Башня молчания - Ильясов Явдат Хасанович. Страница 38
Тихое веселье у того сменилось тихим отчаяньем.
– Дело серьезное, трудное, – тихо сказал Сад аль-Мульк. – Но попробуем. А! Постойте-ка! О! – оживился он от внезапного наития. – У хашишина, который убил судью Убейда Абдаллаха, были в суме какие-то книги. Я в них не заглядывал. Может, индийские сказки. А может, и что-нибудь касающееся их проклятого учения, – да уготовит аллах им всем место в аду! Мой дворецкий подобрал эту сумку и принес домой…
– Поезжай, привези, – приказал юный султан. Ему, видно, хотелось остаться вдвоем с Омаром.
– Я пошлю за книгами слугу, – нашелся визирь. Вот ему-то, видно, не хотелось, чтобы они остались вдвоем.
– Ступай! – рявкнул султан. – У него их могут отобрать по дороге. Что творится в городе, знаешь? Воины ходят гурьбой, боятся в одиночку. Может быть, эти книги – то, что нам нужно. Своими руками возьми, привези, и отдай их поэту Омару Хайяму.

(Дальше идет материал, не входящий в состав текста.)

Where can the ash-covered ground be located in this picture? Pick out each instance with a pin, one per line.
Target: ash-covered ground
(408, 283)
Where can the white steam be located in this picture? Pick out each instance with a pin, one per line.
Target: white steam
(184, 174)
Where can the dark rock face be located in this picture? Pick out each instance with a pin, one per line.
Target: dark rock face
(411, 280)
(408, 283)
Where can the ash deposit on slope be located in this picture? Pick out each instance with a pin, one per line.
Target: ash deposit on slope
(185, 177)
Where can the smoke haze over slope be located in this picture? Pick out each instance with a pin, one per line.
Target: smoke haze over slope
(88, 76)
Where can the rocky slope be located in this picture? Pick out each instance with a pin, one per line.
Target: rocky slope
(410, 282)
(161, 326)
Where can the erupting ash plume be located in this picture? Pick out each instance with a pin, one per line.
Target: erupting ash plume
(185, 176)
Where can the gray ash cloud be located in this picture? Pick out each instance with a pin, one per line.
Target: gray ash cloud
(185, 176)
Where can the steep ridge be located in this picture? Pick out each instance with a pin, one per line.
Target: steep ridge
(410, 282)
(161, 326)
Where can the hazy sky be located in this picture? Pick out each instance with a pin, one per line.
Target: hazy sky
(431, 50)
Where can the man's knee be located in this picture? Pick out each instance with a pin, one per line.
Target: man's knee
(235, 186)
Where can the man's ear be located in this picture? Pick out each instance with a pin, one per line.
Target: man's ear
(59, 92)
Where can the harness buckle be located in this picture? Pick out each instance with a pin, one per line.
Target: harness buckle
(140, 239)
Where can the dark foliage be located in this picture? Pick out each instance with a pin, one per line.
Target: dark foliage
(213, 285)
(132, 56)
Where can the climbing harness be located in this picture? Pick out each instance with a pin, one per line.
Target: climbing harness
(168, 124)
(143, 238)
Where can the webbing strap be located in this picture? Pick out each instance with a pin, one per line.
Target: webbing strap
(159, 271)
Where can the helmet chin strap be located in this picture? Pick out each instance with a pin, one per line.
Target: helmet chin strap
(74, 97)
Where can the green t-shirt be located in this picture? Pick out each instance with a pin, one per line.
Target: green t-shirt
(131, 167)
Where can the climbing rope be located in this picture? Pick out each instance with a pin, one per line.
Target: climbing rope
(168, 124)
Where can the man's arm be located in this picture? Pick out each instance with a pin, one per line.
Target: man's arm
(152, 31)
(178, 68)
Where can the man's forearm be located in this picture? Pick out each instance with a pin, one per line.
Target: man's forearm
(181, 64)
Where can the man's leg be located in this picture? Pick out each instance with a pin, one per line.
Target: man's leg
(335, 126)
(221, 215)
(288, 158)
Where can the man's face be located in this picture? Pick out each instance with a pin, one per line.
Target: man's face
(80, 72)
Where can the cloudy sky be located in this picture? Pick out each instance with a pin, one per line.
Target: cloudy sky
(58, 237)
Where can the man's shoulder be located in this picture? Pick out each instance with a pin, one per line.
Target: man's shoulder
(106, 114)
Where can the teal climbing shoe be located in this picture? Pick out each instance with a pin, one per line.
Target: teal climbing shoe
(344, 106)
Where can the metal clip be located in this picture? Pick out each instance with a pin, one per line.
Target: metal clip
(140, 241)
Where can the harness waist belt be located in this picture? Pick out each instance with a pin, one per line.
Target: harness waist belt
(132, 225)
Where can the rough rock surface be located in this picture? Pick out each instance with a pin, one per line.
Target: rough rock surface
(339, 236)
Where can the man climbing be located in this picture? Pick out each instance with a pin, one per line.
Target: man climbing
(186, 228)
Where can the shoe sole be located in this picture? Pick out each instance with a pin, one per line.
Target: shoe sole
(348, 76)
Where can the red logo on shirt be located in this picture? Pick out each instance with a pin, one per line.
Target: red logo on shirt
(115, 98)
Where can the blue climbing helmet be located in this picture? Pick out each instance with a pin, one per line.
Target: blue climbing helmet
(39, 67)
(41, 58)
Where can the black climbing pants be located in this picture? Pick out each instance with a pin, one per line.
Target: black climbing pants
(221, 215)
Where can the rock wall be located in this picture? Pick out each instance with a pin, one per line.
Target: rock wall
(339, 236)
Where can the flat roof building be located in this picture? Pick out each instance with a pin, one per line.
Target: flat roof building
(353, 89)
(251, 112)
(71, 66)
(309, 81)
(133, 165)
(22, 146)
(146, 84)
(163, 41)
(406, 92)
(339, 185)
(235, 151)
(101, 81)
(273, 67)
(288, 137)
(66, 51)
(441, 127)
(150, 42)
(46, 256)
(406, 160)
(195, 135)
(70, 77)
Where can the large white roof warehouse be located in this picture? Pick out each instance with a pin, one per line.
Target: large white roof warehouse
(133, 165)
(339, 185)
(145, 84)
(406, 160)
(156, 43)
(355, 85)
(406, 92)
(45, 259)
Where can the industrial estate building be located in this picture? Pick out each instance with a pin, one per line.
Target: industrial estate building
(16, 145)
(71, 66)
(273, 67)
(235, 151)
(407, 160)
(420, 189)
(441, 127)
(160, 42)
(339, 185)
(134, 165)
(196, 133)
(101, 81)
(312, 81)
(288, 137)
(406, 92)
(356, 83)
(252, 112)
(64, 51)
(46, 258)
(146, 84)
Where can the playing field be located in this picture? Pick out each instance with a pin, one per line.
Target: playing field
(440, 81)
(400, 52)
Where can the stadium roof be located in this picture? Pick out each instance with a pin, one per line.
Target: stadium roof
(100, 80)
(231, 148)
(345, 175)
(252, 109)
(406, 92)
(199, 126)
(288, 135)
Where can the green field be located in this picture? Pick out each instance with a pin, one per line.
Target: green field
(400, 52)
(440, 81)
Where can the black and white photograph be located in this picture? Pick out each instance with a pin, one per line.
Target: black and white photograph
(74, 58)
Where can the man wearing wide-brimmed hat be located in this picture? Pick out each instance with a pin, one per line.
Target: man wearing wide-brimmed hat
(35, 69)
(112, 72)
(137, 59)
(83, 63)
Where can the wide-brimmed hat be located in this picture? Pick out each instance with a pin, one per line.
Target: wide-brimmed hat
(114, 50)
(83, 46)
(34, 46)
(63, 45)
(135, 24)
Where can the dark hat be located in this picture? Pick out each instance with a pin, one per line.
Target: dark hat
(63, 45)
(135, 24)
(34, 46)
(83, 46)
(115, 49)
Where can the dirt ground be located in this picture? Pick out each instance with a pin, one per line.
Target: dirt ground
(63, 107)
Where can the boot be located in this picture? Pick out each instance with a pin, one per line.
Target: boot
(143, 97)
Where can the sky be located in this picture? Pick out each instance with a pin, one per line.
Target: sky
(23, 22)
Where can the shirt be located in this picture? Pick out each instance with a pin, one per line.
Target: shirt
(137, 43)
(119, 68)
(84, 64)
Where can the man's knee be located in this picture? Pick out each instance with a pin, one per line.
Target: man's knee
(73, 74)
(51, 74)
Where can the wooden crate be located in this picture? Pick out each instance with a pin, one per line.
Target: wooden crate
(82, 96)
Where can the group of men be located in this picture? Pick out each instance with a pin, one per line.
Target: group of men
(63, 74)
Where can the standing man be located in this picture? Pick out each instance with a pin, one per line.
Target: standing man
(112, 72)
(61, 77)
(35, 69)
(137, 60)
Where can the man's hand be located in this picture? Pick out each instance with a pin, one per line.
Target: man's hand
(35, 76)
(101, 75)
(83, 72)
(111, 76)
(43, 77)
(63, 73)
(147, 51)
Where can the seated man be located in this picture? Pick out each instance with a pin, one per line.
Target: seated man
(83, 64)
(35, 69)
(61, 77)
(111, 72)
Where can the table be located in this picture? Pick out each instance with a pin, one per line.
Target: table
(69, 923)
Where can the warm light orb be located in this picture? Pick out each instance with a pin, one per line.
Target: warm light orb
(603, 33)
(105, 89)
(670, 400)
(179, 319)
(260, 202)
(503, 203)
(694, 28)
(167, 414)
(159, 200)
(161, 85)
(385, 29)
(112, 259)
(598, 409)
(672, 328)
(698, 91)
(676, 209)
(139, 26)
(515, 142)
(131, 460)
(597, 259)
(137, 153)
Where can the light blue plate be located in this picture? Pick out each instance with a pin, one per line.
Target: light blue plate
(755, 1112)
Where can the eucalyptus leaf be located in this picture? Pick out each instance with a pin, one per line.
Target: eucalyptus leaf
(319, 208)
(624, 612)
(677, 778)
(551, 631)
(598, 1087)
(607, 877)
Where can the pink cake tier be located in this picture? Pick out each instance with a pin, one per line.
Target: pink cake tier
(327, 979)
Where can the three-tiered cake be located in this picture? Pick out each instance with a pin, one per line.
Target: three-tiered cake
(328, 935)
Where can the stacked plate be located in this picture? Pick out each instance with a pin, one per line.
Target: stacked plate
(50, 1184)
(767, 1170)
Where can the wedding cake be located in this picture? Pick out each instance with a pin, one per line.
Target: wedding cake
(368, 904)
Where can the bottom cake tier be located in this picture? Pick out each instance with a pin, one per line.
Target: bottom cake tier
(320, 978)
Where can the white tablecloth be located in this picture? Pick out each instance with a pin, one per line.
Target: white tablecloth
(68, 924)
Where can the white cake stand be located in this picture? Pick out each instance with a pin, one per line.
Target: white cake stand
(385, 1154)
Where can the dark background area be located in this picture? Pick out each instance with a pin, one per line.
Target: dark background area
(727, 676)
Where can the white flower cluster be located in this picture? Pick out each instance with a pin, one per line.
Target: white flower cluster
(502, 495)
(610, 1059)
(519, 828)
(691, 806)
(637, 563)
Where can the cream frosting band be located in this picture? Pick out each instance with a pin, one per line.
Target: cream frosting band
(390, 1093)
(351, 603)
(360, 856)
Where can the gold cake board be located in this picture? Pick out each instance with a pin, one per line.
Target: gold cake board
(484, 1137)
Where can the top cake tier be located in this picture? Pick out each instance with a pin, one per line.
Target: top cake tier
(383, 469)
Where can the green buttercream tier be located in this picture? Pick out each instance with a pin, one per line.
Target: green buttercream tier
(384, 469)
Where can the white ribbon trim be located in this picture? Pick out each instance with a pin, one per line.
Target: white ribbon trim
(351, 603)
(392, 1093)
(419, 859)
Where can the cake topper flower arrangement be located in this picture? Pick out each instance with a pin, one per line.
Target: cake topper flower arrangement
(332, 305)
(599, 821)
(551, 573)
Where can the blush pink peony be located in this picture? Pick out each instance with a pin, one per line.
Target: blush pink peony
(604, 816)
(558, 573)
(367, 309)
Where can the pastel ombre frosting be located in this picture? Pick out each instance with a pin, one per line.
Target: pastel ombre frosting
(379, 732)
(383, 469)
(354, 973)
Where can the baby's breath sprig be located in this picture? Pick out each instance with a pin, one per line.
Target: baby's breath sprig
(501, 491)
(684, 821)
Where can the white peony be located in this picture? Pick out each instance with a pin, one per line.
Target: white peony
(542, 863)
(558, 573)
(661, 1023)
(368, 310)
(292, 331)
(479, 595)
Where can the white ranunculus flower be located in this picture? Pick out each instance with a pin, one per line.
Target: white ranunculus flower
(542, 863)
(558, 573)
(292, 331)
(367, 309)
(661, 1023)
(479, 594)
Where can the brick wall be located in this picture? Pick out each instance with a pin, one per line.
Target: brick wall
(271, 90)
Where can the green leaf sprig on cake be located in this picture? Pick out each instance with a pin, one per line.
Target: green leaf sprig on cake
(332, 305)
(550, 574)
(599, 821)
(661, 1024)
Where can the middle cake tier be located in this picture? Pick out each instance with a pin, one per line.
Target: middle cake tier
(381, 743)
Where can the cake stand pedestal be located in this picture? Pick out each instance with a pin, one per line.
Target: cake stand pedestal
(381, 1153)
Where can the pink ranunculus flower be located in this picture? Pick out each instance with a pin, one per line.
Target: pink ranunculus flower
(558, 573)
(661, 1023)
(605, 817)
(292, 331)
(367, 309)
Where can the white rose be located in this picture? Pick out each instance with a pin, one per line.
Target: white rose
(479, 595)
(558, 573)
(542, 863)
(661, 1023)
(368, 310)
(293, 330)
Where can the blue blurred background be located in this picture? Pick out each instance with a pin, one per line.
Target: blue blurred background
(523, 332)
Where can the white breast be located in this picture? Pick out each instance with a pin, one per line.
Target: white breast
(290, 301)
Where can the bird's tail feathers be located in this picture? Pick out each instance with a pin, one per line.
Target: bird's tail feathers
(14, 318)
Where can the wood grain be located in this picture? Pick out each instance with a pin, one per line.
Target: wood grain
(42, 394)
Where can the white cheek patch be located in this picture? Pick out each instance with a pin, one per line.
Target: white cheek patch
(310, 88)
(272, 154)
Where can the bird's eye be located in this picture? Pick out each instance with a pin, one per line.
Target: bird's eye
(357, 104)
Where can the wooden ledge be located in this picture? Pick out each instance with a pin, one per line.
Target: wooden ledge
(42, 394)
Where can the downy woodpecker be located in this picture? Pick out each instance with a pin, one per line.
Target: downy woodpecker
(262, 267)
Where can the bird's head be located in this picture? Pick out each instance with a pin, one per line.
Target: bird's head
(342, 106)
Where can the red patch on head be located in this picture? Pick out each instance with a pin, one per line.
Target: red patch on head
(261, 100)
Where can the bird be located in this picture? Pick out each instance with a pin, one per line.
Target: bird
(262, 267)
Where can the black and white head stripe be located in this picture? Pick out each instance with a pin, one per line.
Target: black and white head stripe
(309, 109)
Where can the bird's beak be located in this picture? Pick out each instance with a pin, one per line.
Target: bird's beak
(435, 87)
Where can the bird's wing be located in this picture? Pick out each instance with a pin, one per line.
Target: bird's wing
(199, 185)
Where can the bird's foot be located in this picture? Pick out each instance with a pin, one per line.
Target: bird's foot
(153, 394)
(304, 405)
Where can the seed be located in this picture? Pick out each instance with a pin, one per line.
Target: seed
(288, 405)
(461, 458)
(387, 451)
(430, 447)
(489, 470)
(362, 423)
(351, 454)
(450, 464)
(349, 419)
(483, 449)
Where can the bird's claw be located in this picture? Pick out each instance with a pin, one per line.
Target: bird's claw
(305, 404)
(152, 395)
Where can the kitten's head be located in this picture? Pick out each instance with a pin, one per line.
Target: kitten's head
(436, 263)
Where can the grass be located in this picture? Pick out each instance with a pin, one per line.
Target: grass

– Слушаю и повинуюсь, – покорился визирь неохотно. Он ушел обиженный. О какой тут преданности речь?..
Султан сказал поэту.
– Пусть учитель при нем помалкивает. Сад, конечно, не сторонник Сабаха, ибо клянет его на каждом шагу. Но мало ли что…
Вот именно. Мало ли что. Омар вспомнил 108-й стих 16-й суры корана, обязывающий по мере надобности скрывать от врагов свои истинные взгляды: «гнев божий – не над теми, кто приневолен, тогда как сердце их твердо».
Но Омар ничего не сказал об этом султану. Горький опыт научил его железному правилу, никогда не опережать событий. Они все равно произойдут – хочешь, не хочешь.
Все делается без нас.
В нашей жизни было столько взлетов и столько падений, новых взлетов и новых падений, что мы уже ко всему притерпелись. Не плачем, когда приходит горе, не смеемся, когда приходит радость. Мы народ подневольный, наше дело – терпеть, смотреть и ждать. И делать выводы. Поэт не соучастник, он свидетель…
– Если книги, которые он привезет, окажутся нам полезными, – произнес задумчиво Омар, – я сразу же ими займусь. Но, государь, я не смогу жить и работать в сторожке, вокруг которой постоянно топчутся кони и люди. Я привык к уединению. Во дворце, при библиотеке, была уютная келья; я когда-то в ней жил, – вспомнил он комнатушку, где царица Туркан-Хатун предлагала ему себя. – Если б государь соизволил приказать дворцовым служителям привести эту келью в жилой вид: вымыть, проветрить, поставить в ней жаровню, тахту и столик, постелить ковер, я поселился бы там.
– Вы что, учитель? – испугался султан. – Во дворце – опасно.
– Кому я нужен, – пожал плечами Омар. – Кто и за что будет меня убивать?
– Ну, не скажите! Над нами всеми – око Медузы Горгоны. Кажется, так звали чудовище, которое стало затем звездой Алголь? Секретный глаз Хасана Сабаха…
Омар – с осторожной настойчивостью:
– Меня защитит мой пес Басар…
Он не может читать без своего волшебного стекла. Значит, придется его показать. Что из этого выйдет, бог весть. Око Медузы – далеко, для поэта сейчас око султана страшнее…
– Здесь лучше! – Султан взглянул на телохранителя. Тот вышел в прихожую: не дай бог, кто подслушает разговор государя с ученым. И сам заодно не узнает того, что ему не следует знать. – Здесь, под этим сюзане, – зашептал султан возбужденно, – есть скрытая дверца… Она ведет в другую комнату, где колодец со ступенями… Из колодца по подземному ходу можно выйти к холму за городской стеной… Никто в Исфахане не знает про тайный лаз! Его велел отрыть ваш друг, мой покойный отец Меликшах, мир его праху. Едва рабы закончили дело, султан их всех перебил. И открыл тайну мне одному, – Баркъяруку он не доверял. Я же доверился вам, – видите, как высоко я ценю вас, учитель…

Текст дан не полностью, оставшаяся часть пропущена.